L’enjeu partagé par de nombreux auteurs dont Oldenburg, c’est de permettre l’existence d’espaces où l’on peut devenir soi-même tout en partageant avec les autres, favorisant les rencontres informelles et ouvertes au plus grand nombre. A l’image de ce petit mot laissé par un utilisateur réunionnais d’un tiers lieux lillois :
Pour voir se développer des lieux de ce type, il faut faire l’effort comme le dit Majid Rahnema de concevoir “l’existence de domaines communaux d’autonomie et de gratuité”. Autonomie pour permettre une (ré-)appropriation par chaque participant et lui permettre de s’investir dans le temps. Gratuité pour favoriser l’accès par le plus grand nombre à ces lieux et y trouver de quoi “joindre les deux bouts” tout en favorisant une cohésion sociétale, à l’image de ce que nous explique Silvia Federici sur l’enjeux des communaux dans le libre Caliban et la Sorcière :
Outre l’effet incitatif sur la prise de décision collective et la coopération dans le travail, les communaux étaient le fondement matériel sur lequel pouvait se développer une solidarité et les rassemblements de la communauté paysanne se tenaient sur les communaux (Silvia Frederici)
Aujourd’hui, ces espaces ouverts se font rares, car bien des lieux sont inacessibles en terme de tarifs ou permettent peu d’appropriation collective et d’autonomie. Ils sont situés dans les centres villes et trop rarement là où il y en aurait le plus besoin.
David Bollier dans son livre “La Renaissance de communs” nous raconte le bénéfice de ces lieux pensés au delà au marché et de la puissance publique : “
Les communs sociaux permettent d’éviter la plupart des problèmes éthiques fréquemment associés aux marchés, parce qu’ils encouragent l’engagement personnel et le soutien aux pairs. Les marchés impliquent des relations impersonnelles, à durée déterminée et un échange de valeur sur le principe du donné pour un rendu, avec des frontières très claires entre les individus. Avec les communs nous sommes dans des relations hybrides, des sympathies sociales durables et les dons rapprochent les gens (David Bollier)
De la connaissance partagée et des communautés apprenantes pour avancer ensemble
Pour favoriser leur développement, il nous faut envisager la mise en place de communs informationnels autour des tiers-lieux.

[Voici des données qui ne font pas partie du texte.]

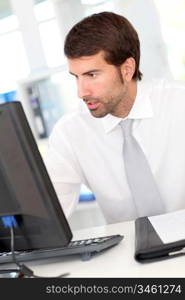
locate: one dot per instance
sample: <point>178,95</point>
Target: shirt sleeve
<point>62,167</point>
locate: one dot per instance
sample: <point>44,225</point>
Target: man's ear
<point>128,68</point>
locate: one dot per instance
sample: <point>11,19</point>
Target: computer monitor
<point>26,191</point>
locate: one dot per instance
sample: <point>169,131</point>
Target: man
<point>103,55</point>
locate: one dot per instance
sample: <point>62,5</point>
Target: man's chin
<point>97,114</point>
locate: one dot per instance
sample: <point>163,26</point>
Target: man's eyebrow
<point>85,73</point>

De premières ressources existent en licence libre sur des sites comme “Movilab.org” sur comment mettre en place une cuisine ou une épicerie partagée, un atelier de bricolage participatif, un lieu pour échanger des idées, etc. Quelques logiciels de gestion sont mis en commun, à l’image d’openfoodfrance.org pour lancer un achat groupé.
Des communautés apprenantes comme le réseau « tiers lieux open source » au niveau national ou celui des « hauts tiers lieux » dans le nord se développent pour relier les acteurs, permettre des rencontres et des échanges entre lieux et espaces, physiques, géographiques et numérique. Des communautés de bidouilleurs n’hésitent pas à mettre en partage de nombreux plans et astuces pour fabriquer et réparer du matériel à l’image des plateformes libres l’air du bois ou wikifab.
Des institutions qui font un pas de côté
Afin d’avancer, il est nécessaire de dépasser les positionnements institutionnels qui tendent à agir en logique de supervision plutôt que de capacitation et à limiter la potentielle appropriation par les utilisateurs pour en faire “leurs tiers-lieux” (horaires et accès stricts, décisions prises par les élus et non par les utilisateurs, sécurité qui prend la place de la convivialité, planification en amont, etc…). Par leur rigidité, la plupart des dispositifs d’accompagnement finissent par laisser de côté les lieux les plus pertinents, voir oublient ceux qui ne s’identifient pas derrière ce terme. A l’image de certains lieux très ouverts dans le rural ou dans des quartiers en difficulté qui jouent depuis longtemps un rôle très important pour le lien social.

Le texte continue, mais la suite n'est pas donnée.